I was sitting up on my bed, Jackie dead to the world as I looked straight ahead at my dresser in deep thought. set upon the top, I could see my all-state football trophy. It was covered in a thick layer of dust I could see even through the dark. I remember the night I got it, as I smiled to myself. We won by a landslide, but it wasn't the game itself that was so special, it was Dad's reaction. When I came from the locker room, trophy in hand, he gave me the biggest hug I'd ever received.

"That's my boy!" he yelled, as he pulled away. our team's parent's looking over with a smile, the other team's with disdain. "that's my son!" he said again.

"Dad knock it off." I laughed; I remember how red my face was. As we walked back to the car, Soda was practically bouncing up and down with excitement. I know he was bored throughout the game, but the fact we won gave him the adrenaline. Ponyboy looked like he didn't want to be there at all, but when he saw me walk to the car with Dad, there was pride in his eyes.

"Darry you did so well." I remember mom saying, pulling me in for yet another tight hug. I remember she kissed my cheek, specifically because Soda and Pony burst out laughing from the lipstick mark left by her lips.

"It was a team effort y'all." I grinned, trying to remain humble, but I know they wouldn't have been able to pull it off without me, maybe Paul too.

"Darry!" I remember Paul yelled. "you coming to Muskogee's for the after party?" I remember looking back at my family, it was tradition to go get chocolate milkshakes after winning games.

"Go honey." mom said gently.

"Y'all sure?" I asked.

"Son if you don't, I'll go for you." I remember dad grinned; the same type of grin Soda had. He probably could have gone as me too, we looked so similar. With that, I remember leaving with Paul, my parents and brother's going their separate ways.

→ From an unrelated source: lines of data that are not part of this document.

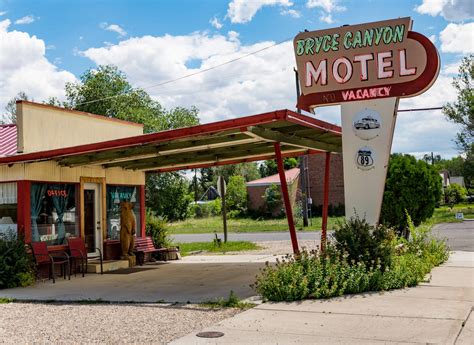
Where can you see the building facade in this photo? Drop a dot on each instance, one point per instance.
(43, 201)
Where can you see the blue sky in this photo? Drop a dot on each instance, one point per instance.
(44, 44)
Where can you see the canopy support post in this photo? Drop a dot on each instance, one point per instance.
(325, 202)
(286, 198)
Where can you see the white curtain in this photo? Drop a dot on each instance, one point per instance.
(8, 193)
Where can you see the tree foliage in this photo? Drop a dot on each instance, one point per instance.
(462, 110)
(106, 91)
(167, 195)
(411, 185)
(236, 195)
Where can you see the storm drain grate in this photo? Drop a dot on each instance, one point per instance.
(211, 334)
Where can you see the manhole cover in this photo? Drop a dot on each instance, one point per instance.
(210, 334)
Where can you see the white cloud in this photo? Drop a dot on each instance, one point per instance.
(215, 23)
(114, 28)
(327, 5)
(257, 83)
(25, 68)
(242, 11)
(291, 13)
(25, 20)
(452, 10)
(457, 38)
(326, 18)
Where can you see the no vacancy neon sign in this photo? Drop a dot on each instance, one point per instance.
(360, 62)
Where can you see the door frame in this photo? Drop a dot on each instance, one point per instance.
(101, 198)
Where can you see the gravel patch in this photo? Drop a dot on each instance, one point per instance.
(22, 323)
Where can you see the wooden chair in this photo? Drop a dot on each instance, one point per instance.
(143, 246)
(43, 257)
(78, 252)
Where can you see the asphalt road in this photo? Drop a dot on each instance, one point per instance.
(248, 236)
(460, 236)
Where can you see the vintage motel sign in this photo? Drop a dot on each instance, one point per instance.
(366, 68)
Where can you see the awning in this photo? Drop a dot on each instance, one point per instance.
(233, 141)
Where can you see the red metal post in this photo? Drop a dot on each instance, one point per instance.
(23, 210)
(286, 198)
(142, 212)
(325, 202)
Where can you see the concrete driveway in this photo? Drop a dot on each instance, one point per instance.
(196, 281)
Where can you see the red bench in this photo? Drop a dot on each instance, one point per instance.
(145, 245)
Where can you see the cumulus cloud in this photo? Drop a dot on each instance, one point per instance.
(215, 23)
(457, 38)
(242, 11)
(114, 28)
(291, 13)
(452, 10)
(257, 83)
(25, 68)
(25, 20)
(326, 18)
(327, 5)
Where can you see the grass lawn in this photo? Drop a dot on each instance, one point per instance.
(210, 247)
(445, 214)
(211, 224)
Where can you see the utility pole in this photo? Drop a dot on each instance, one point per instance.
(222, 191)
(302, 164)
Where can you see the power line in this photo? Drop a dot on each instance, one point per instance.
(419, 109)
(194, 73)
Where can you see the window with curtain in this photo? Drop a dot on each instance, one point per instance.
(53, 212)
(115, 195)
(8, 208)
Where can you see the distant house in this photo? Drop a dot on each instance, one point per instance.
(445, 176)
(256, 190)
(459, 180)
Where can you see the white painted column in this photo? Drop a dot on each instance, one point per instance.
(367, 132)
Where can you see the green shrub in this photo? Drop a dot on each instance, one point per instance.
(334, 273)
(236, 196)
(411, 185)
(157, 228)
(16, 266)
(208, 209)
(371, 245)
(454, 194)
(273, 201)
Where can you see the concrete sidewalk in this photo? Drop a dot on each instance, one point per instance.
(438, 312)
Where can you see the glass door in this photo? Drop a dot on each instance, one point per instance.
(92, 219)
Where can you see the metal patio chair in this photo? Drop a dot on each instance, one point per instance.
(43, 257)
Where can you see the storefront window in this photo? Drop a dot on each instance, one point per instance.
(115, 195)
(53, 213)
(8, 209)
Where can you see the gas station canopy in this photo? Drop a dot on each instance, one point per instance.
(233, 141)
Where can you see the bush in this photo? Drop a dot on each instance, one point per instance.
(16, 266)
(208, 209)
(333, 273)
(167, 195)
(157, 228)
(236, 196)
(370, 245)
(411, 185)
(454, 194)
(273, 202)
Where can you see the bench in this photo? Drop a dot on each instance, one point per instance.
(145, 245)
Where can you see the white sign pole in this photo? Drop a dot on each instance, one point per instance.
(367, 132)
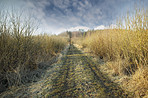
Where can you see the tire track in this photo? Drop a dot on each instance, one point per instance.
(79, 77)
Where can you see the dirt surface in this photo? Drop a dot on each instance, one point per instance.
(74, 75)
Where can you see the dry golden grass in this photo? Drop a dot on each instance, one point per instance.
(125, 47)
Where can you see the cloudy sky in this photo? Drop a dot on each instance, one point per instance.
(56, 16)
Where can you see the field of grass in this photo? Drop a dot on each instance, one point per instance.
(125, 49)
(20, 50)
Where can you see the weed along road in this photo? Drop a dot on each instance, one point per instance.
(74, 75)
(79, 78)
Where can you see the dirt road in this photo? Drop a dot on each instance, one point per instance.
(73, 76)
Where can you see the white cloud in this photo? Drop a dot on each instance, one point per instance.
(101, 27)
(78, 28)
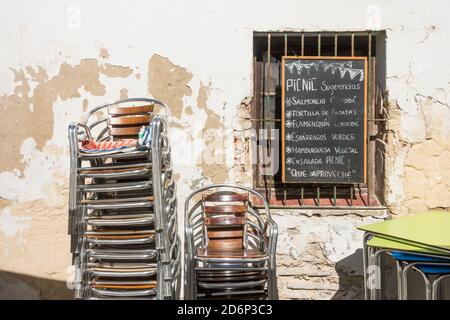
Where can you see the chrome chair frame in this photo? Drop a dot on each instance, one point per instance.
(164, 217)
(371, 256)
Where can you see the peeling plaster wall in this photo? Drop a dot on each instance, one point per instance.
(59, 59)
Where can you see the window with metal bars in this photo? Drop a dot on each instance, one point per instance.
(268, 49)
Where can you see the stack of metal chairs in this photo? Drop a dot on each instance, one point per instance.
(122, 204)
(230, 245)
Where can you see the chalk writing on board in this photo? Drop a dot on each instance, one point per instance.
(342, 67)
(323, 120)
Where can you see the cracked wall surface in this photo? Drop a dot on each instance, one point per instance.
(57, 65)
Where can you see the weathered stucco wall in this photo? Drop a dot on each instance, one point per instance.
(59, 59)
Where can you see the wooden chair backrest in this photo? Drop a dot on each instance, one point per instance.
(225, 219)
(125, 122)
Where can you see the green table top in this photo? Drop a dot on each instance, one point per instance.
(430, 229)
(391, 244)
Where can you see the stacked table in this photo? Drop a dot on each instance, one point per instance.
(420, 242)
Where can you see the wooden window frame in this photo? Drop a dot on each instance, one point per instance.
(268, 48)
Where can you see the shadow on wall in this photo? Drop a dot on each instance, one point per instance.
(351, 280)
(25, 287)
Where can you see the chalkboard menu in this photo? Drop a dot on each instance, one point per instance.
(324, 119)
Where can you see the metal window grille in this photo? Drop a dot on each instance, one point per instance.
(268, 48)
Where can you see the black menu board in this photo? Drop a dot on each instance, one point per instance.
(324, 119)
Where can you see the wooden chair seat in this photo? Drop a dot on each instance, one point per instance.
(130, 120)
(242, 253)
(220, 221)
(234, 209)
(123, 286)
(116, 110)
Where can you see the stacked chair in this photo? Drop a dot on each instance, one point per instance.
(122, 205)
(230, 245)
(419, 242)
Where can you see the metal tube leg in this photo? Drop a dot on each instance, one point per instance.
(365, 264)
(405, 283)
(399, 280)
(428, 290)
(377, 268)
(434, 289)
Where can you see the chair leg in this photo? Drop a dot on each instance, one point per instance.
(435, 286)
(428, 290)
(365, 265)
(399, 280)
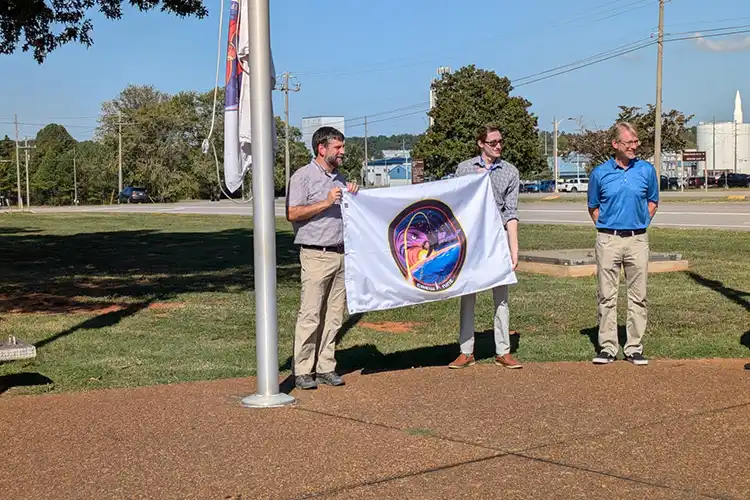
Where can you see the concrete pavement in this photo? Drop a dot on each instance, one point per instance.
(674, 429)
(727, 215)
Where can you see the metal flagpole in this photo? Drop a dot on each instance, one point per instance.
(264, 234)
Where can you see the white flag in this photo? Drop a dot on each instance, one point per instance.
(237, 127)
(421, 243)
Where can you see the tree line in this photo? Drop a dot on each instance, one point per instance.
(162, 138)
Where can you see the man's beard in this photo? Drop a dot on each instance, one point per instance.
(334, 161)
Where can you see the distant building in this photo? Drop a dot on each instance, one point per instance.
(312, 123)
(572, 166)
(394, 171)
(727, 144)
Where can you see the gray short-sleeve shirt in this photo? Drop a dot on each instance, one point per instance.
(309, 185)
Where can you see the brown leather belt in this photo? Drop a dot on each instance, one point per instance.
(337, 248)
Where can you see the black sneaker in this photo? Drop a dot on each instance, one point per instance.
(637, 359)
(305, 382)
(330, 378)
(603, 358)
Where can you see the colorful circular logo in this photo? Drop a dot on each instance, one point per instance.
(428, 245)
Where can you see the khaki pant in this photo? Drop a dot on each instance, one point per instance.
(321, 311)
(632, 254)
(501, 327)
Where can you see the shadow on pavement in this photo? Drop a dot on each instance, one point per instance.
(736, 296)
(593, 334)
(62, 273)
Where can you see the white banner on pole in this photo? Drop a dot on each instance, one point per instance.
(421, 243)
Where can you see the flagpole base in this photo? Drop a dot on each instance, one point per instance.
(268, 401)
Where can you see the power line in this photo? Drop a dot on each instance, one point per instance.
(595, 11)
(45, 124)
(567, 68)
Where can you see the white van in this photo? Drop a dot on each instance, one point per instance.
(575, 185)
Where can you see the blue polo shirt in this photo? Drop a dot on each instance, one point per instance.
(622, 194)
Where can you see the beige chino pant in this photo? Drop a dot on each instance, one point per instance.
(613, 253)
(321, 311)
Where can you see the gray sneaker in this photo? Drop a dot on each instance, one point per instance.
(305, 382)
(330, 378)
(637, 359)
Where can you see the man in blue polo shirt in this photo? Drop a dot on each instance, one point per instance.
(623, 197)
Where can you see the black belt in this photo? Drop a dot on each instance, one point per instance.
(622, 232)
(337, 248)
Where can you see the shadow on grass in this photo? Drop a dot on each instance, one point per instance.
(736, 296)
(368, 359)
(63, 273)
(24, 379)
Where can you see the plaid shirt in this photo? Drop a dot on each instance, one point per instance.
(504, 178)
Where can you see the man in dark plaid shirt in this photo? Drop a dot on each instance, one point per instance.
(504, 180)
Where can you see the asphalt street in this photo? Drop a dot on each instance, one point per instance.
(728, 215)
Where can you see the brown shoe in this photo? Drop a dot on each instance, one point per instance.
(507, 361)
(462, 361)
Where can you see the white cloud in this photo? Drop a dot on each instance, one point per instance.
(734, 44)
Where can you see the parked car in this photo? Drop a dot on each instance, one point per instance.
(733, 180)
(669, 183)
(547, 186)
(574, 185)
(131, 194)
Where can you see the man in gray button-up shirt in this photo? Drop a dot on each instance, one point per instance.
(504, 179)
(314, 210)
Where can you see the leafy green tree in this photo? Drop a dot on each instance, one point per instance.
(46, 25)
(354, 159)
(466, 100)
(299, 155)
(51, 166)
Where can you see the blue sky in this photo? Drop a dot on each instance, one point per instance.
(360, 57)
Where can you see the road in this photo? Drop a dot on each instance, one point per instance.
(735, 216)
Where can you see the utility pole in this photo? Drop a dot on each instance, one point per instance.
(555, 123)
(735, 150)
(18, 164)
(367, 158)
(264, 227)
(75, 179)
(120, 123)
(26, 148)
(657, 124)
(285, 88)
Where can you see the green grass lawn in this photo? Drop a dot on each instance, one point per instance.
(125, 300)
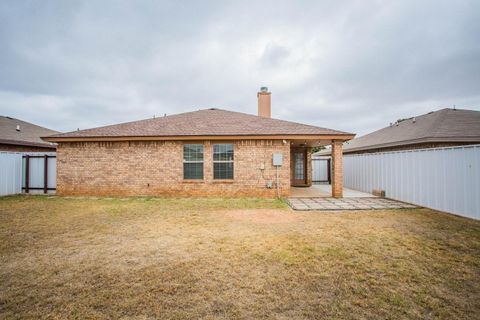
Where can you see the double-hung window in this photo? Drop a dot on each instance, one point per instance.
(223, 161)
(193, 161)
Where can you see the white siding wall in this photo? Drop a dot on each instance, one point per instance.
(446, 179)
(10, 173)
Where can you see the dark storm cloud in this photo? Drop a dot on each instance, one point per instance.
(353, 66)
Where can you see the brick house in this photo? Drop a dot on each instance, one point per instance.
(21, 136)
(209, 152)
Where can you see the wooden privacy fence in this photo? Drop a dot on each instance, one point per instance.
(33, 172)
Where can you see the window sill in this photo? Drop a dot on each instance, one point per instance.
(193, 181)
(223, 181)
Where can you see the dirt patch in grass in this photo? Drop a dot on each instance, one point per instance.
(262, 216)
(148, 258)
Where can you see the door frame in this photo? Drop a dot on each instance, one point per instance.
(296, 182)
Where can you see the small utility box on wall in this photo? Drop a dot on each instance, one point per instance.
(277, 159)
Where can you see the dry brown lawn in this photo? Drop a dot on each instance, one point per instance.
(238, 259)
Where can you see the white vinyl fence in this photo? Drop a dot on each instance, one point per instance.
(446, 179)
(13, 172)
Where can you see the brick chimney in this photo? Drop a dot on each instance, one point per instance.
(264, 102)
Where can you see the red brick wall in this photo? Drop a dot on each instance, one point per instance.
(156, 168)
(17, 148)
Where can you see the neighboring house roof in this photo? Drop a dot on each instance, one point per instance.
(207, 122)
(445, 125)
(28, 134)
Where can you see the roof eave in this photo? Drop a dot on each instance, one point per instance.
(341, 137)
(28, 143)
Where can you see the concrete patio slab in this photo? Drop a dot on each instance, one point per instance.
(325, 191)
(360, 203)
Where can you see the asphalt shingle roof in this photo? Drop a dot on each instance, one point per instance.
(445, 125)
(207, 122)
(29, 134)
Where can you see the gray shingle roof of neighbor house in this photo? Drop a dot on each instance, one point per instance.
(207, 122)
(28, 134)
(445, 125)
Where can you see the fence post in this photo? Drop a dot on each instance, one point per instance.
(329, 174)
(27, 173)
(45, 175)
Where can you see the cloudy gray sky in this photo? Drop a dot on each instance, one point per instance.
(347, 65)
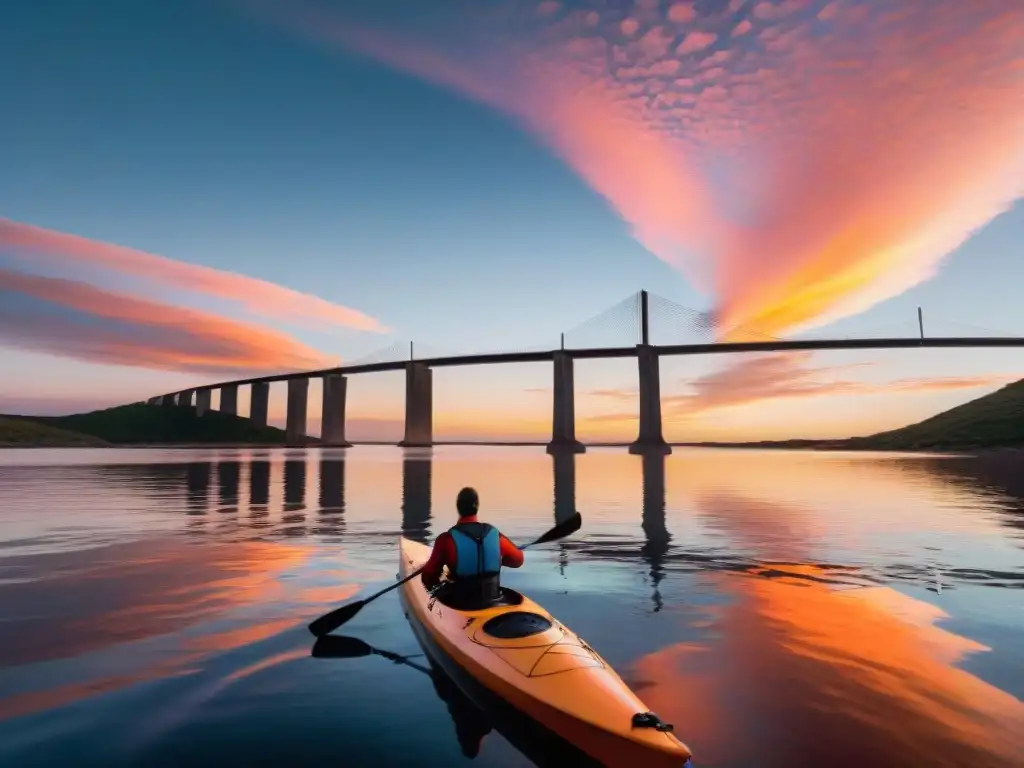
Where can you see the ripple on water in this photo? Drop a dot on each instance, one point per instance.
(780, 608)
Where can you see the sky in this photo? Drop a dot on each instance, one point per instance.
(208, 189)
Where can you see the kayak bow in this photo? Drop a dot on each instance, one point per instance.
(523, 655)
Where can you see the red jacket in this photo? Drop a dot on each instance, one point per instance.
(443, 554)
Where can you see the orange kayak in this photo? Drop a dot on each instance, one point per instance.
(520, 654)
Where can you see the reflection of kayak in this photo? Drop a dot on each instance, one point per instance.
(517, 653)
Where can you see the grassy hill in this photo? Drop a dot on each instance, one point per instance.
(995, 420)
(16, 432)
(144, 424)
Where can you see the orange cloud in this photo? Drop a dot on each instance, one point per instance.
(255, 295)
(834, 161)
(784, 375)
(88, 324)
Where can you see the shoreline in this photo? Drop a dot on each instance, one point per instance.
(809, 445)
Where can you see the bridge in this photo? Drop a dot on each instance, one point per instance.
(631, 322)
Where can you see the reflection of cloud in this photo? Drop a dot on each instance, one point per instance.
(839, 678)
(852, 678)
(784, 375)
(262, 298)
(130, 593)
(117, 329)
(800, 160)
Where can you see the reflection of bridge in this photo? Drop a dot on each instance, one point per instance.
(417, 499)
(631, 321)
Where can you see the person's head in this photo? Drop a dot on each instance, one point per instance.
(467, 502)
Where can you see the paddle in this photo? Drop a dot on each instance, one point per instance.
(334, 646)
(330, 622)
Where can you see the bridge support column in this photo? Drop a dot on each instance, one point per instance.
(295, 424)
(333, 414)
(563, 409)
(419, 407)
(649, 439)
(259, 399)
(203, 397)
(229, 399)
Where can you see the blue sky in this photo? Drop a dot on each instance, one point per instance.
(206, 135)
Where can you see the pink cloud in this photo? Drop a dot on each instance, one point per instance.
(681, 12)
(127, 331)
(695, 41)
(257, 296)
(742, 28)
(849, 159)
(782, 376)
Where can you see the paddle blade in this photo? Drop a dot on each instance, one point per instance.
(561, 530)
(330, 622)
(341, 647)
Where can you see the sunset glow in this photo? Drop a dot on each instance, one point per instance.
(798, 164)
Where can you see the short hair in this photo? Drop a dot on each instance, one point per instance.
(467, 502)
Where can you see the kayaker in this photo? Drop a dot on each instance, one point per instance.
(473, 552)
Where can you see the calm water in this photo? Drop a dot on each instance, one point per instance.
(780, 608)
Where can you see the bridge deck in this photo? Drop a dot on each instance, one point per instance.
(631, 351)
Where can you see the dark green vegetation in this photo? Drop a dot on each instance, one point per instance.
(995, 420)
(143, 424)
(18, 432)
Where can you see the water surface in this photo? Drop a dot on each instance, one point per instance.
(780, 608)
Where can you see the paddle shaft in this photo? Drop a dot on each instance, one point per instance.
(417, 572)
(335, 619)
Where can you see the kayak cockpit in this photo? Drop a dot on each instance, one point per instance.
(507, 598)
(516, 624)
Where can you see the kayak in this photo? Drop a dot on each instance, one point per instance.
(519, 653)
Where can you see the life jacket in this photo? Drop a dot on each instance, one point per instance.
(477, 563)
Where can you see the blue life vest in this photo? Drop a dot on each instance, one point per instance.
(478, 550)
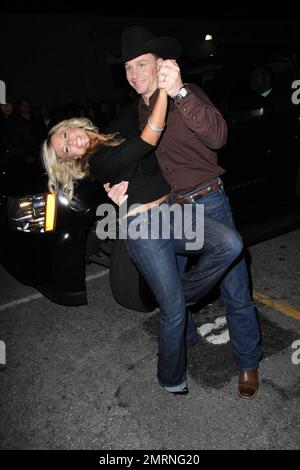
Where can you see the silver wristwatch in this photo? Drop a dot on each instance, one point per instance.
(181, 94)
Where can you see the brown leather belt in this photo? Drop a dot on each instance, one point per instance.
(189, 199)
(147, 206)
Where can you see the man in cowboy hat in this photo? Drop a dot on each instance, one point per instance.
(186, 153)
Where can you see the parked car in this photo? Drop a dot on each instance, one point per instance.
(46, 242)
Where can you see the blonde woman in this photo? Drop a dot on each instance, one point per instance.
(74, 150)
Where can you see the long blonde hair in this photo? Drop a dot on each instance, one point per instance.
(62, 172)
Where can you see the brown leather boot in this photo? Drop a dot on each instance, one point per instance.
(248, 384)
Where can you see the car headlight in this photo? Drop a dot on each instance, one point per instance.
(34, 213)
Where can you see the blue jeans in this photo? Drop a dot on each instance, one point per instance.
(235, 293)
(156, 260)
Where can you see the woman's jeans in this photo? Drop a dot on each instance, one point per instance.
(235, 293)
(155, 257)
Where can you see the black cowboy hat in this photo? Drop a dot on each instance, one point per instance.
(136, 41)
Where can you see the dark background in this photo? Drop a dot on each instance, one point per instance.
(56, 53)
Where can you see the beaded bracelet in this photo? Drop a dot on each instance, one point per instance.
(154, 127)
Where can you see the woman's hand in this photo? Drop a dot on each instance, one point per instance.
(117, 192)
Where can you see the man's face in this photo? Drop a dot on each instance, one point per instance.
(141, 73)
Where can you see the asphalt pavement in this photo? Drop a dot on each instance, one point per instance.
(84, 377)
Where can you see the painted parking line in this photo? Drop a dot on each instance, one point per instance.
(281, 307)
(31, 297)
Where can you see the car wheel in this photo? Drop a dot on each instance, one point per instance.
(127, 285)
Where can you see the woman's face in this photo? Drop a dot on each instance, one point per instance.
(70, 142)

I never talked to Paul again after high school, I never even went to college. But my parents always stayed so proud, so loving. Mom would brag how strong and mature I was, helping them pay the bills and get my brother's nicer things. Dad would look at me and tear up, he would always try to deny my money but ultimately would accept it. every time he would say,

"I'm going to get you to college, son. I'll work for it to happen until the day I die." If only he knew how little time he had. If only I knew how precious each day was. Maybe I wouldn't have been so busy, going out just to be out of the house after roofing, before I had to pick up a second job. I should've stayed home, learned mom's recipes and how she always got her food to taste so damn good, went fishing with Dad and Ponyboy more. I kept staring ahead, teary eyed at that stupid dust covered trophy. What I wouldn't give to play another high school football game, not for the game itself, only to go celebrate with them afterwards. I suddenly felt very alone, my heart aching. At night, it's harder to keep strong when there's nobody to witness your grief. I let the tear escape my eye, roll down my cheek where a million of my mother's kisses use to be before being wiped away in embarrassment. My father's proud voice, "This is my son! This is my boy!" ringing in my ears so loud that the room didn't seem so silent anymore. But with all the noise there was still emptiness, the room felt like it was collapsing around me.

"Goodbye boys be good; we won't be out too late" I don't remember saying goodbye.

"Are you Darrel Curtis?" Yes. Yes, I was.

"It is with our deepest condolences..." I didn't want to hear what they had to say.

"We need you to identify the bodies." This wasn't happening.

"Would you like a maple or mahogany casket?" I couldn't afford either.

"Are you sure you want custody?" Don't ever fucking ask again.

"Darry?" a voice said, snapping me out of my own head, diverting my attention from the trophy to Jackie, who was now sitting up and staring at me in concern. I could feel my cheeks raw, my breathing stuttered, I hadn't even realized I'd been crying. "What's going on?" she asked. I close my eyes and shake my head, swallowing the lump in my throat before I could speak.

"I just really wish I had gotten a chocolate shake."